Panella Riccardo, Zanderigo Floriana, Morandini Francesca, Federico Denise, Vicentini Elena, Andreetta Filippo, Toniolo Alessandro, Kauppinen Sakari
Center for RNA Medicine, Department of Clinical Medicine, Aalborg University, Copenhagen, Denmark.
Resalis Therapeutics S.r.l., Torino, Italy.
Front Pharmacol. 2023 Mar 23;14:1125654. doi: 10.3389/fphar.2023.1125654. eCollection 2023.
microRNA-22 (miR-22) is a key regulator of lipid and energy homeostasis and represents a promising therapeutic target for NAFLD and obesity.
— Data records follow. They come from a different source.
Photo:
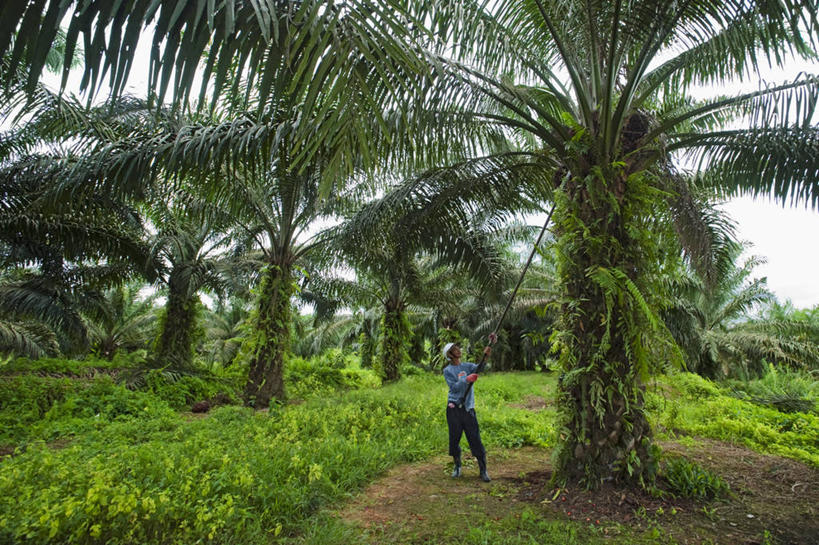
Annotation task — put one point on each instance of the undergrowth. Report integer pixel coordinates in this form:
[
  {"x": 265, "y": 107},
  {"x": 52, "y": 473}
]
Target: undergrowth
[
  {"x": 688, "y": 404},
  {"x": 134, "y": 470}
]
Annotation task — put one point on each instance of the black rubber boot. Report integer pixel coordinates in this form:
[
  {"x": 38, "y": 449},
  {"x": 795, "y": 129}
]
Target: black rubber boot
[{"x": 482, "y": 466}]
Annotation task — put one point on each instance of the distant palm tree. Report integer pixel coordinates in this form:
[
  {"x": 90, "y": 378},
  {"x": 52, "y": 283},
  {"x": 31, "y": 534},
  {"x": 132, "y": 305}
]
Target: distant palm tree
[
  {"x": 225, "y": 328},
  {"x": 124, "y": 320},
  {"x": 715, "y": 325},
  {"x": 192, "y": 251}
]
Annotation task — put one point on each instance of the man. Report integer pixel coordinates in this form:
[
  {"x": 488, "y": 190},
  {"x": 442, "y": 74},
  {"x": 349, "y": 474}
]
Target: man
[{"x": 460, "y": 412}]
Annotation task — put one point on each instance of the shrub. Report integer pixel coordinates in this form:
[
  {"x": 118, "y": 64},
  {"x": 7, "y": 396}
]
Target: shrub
[
  {"x": 783, "y": 389},
  {"x": 690, "y": 480},
  {"x": 326, "y": 373}
]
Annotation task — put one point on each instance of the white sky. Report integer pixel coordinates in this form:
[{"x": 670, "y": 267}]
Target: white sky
[{"x": 785, "y": 236}]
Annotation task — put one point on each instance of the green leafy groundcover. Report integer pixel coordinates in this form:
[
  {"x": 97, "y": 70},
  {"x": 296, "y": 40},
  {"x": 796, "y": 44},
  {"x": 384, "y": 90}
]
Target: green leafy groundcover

We have previously identified a locked nucleic acid (LNA)-modified antisense oligonucleotide compound complementary to miR-22, designated as RES-010 that mediated robust inhibition of miR-22 function in cultured cells and . In this study we investigated the immune potential of RES-010 in human peripheral blood mononuclear cells (PBMCs). We treated fresh human peripheral blood mononuclear cells isolated from six healthy volunteers with different concentrations of the RES-010 compound and assessed its proinflammatory effects by quantifying IL-1β, IL-6, IFN-γ, TNF-α, IFN-α2a, IFN-β, IL-10, and IL-17A in the supernatants collected 24 h of treatment with RES-010. The T-cell activation markers, CD69, HLA-DR, and CD25 were evaluated by flow cytometry after 24 and 144 h of treatment, respectively, whereas cell viability was assessed after 24 h of treatment with RES-010. Our results show that RES-010 compound does not induce any significant immunostimulatory responses in human PBMCs compared to controls, implying that the proinflammatory potential of RES-010 is low.
微小RNA-22(miR-22)是脂质和能量稳态的关键调节因子,是治疗非酒精性脂肪性肝病(NAFLD)和肥胖症的一个有前景的治疗靶点。我们之前鉴定出一种与miR-22互补的锁核酸(LNA)修饰的反义寡核苷酸化合物,命名为RES-010,它在培养细胞中介导了对miR-22功能的强效抑制。在本研究中,我们调查了RES-010在人外周血单核细胞(PBMCs)中的免疫潜力。我们用不同浓度的RES-010化合物处理从6名健康志愿者分离的新鲜人外周血单核细胞,并通过定量RES-010处理24小时后收集的上清液中的白细胞介素-1β(IL-1β)、白细胞介素-6(IL-6)、干扰素-γ(IFN-γ)、肿瘤坏死因子-α(TNF-α)、干扰素-α2a(IFN-α2a)、干扰素-β(IFN-β)、白细胞介素-10(IL-10)和白细胞介素-17A(IL-17A)来评估其促炎作用。分别在处理24小时和144小时后通过流式细胞术评估T细胞活化标志物CD69、人类白细胞抗原-DR(HLA-DR)和CD25,而在用RES-010处理24小时后评估细胞活力。我们的结果表明,与对照组相比,RES-010化合物在人PBMCs中不会诱导任何显著的免疫刺激反应,这意味着RES-010的促炎潜力较低。